When Obama came into office, the US motor industry was laying off workers by the hundreds of thousands with the possibility of at least 1 million more working losing their jobs if General Motors and Chrysler were liquidated. The US president pumped money into the industry to save jobs. Two years later, the industry was restored to good health. Importantly, Obama had given the money on condition that the industry should build more fuel-efficient cars. With the latter as an inspiration, Gaolathe’s motion says that one of the objectives of the Fund he is proposing will be to provide for the efficient operation and capacity enhancement of the government’s copper and nickel mining industry and its operations.

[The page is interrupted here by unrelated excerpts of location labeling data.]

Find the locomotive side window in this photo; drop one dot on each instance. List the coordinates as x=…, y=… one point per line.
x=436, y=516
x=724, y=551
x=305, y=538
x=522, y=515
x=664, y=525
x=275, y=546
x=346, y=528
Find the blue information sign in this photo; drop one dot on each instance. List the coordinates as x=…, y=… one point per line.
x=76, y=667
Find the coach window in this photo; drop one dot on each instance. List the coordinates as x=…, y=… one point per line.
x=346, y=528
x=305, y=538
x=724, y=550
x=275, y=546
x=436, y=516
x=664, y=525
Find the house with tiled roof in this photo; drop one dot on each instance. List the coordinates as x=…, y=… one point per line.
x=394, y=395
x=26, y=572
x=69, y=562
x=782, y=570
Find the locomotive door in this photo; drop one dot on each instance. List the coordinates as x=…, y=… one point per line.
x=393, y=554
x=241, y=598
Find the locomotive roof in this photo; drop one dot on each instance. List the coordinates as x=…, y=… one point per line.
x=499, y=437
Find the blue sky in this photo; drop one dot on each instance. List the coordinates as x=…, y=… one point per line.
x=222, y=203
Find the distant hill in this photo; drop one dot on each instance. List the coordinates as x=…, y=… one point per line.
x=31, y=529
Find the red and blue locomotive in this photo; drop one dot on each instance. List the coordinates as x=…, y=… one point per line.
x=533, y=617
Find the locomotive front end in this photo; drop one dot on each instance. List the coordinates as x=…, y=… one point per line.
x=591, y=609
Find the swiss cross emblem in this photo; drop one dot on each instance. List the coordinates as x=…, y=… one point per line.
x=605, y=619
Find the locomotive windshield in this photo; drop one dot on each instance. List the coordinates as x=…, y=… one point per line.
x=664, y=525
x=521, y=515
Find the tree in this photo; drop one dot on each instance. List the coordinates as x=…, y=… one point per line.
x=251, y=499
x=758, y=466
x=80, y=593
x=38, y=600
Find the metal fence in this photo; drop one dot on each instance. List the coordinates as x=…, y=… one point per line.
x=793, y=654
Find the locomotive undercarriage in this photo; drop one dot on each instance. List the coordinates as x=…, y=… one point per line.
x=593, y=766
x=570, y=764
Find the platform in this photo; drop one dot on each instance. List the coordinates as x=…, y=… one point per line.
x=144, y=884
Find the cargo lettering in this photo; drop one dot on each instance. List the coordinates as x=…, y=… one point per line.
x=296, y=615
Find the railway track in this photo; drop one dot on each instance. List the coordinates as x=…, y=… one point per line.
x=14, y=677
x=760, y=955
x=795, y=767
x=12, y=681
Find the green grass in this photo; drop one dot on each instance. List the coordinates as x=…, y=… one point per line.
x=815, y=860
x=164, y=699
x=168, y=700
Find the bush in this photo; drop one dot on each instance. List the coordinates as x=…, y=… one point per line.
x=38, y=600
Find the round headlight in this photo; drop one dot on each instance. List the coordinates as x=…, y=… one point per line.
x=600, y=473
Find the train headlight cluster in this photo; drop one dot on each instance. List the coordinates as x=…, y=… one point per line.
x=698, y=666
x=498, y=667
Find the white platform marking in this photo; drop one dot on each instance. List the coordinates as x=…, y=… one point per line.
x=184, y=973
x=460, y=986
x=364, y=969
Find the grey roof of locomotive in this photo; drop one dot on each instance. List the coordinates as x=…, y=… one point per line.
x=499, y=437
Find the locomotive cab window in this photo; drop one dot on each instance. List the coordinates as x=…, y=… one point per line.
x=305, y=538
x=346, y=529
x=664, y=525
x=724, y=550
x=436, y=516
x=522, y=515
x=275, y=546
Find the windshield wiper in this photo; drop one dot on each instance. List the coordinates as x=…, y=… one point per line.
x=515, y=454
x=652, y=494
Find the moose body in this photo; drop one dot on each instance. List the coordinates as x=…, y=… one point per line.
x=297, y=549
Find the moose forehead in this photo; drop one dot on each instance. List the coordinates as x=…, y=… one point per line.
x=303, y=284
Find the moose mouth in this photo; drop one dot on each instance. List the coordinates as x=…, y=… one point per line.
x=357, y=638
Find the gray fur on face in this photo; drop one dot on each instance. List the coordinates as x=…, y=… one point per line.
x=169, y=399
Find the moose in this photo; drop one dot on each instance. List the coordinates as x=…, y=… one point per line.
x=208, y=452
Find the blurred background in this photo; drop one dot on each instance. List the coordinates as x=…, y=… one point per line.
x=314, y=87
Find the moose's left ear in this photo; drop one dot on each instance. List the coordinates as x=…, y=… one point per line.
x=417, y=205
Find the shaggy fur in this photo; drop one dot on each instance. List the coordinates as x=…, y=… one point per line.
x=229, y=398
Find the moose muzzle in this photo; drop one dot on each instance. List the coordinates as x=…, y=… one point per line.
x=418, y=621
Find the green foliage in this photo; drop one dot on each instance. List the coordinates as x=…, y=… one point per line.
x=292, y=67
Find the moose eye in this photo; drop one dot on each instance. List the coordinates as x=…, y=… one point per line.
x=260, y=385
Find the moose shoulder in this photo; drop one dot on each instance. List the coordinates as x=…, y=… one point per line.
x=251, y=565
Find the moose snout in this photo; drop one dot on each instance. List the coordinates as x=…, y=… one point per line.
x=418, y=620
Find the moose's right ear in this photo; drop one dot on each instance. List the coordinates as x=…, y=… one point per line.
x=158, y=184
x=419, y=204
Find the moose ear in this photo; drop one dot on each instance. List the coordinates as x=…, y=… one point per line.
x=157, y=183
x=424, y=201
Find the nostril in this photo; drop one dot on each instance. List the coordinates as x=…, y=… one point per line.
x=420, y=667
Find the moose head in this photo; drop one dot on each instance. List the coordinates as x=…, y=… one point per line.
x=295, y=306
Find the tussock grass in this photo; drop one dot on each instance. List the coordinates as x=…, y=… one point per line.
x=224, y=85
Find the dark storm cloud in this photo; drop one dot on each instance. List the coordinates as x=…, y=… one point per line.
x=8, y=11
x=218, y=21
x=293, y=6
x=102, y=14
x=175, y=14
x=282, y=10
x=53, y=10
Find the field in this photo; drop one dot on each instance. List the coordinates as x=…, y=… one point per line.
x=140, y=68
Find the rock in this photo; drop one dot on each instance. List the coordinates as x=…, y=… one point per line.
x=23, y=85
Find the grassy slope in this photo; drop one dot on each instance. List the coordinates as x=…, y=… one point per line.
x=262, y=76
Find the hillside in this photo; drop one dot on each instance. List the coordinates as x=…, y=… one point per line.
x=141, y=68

If Botswana is to borrow the US example to save its copper/nickel industry, that would force a comparison between Obama and President Ian Khama. Before and after the motor industry bailout, the former visited the affected areas. Guess which Botswana president did something similar way before? In 1995, Sir Ketumile Masire went up to Ngamiland to personally deliver devastating news. Some cattle had been infected with lung disease and the solution the government settled upon was to kill all 320 000 cattle in the district. Masire didn’t send his vice president, Festus Mogae, to address a kgotla meeting in Maun but went there personally. Both Masire and Obama understood that visibility is a powerful expression of leadership and that it gives those affected the assurance that the highest office in the land is with them in both mind and body.

An unconventional leader, President Khama has dealt with the BCL crisis in an unhelpfully unconventional way. News about a mine that is lifeblood of a whole region came not from him personally and he has not maintained any kind of visibility at the epicentre of the crisis. Khama visited Selebi Phikwe a month before the mine closed but didn’t go back to break news about a crisis much bigger than the killing of cattle in Ngamiland.

Gaolathe’s Bill proposes that the day-to-day operations of the Special Fund be carried out and administered by a Fund Manager who shall be designated by the president.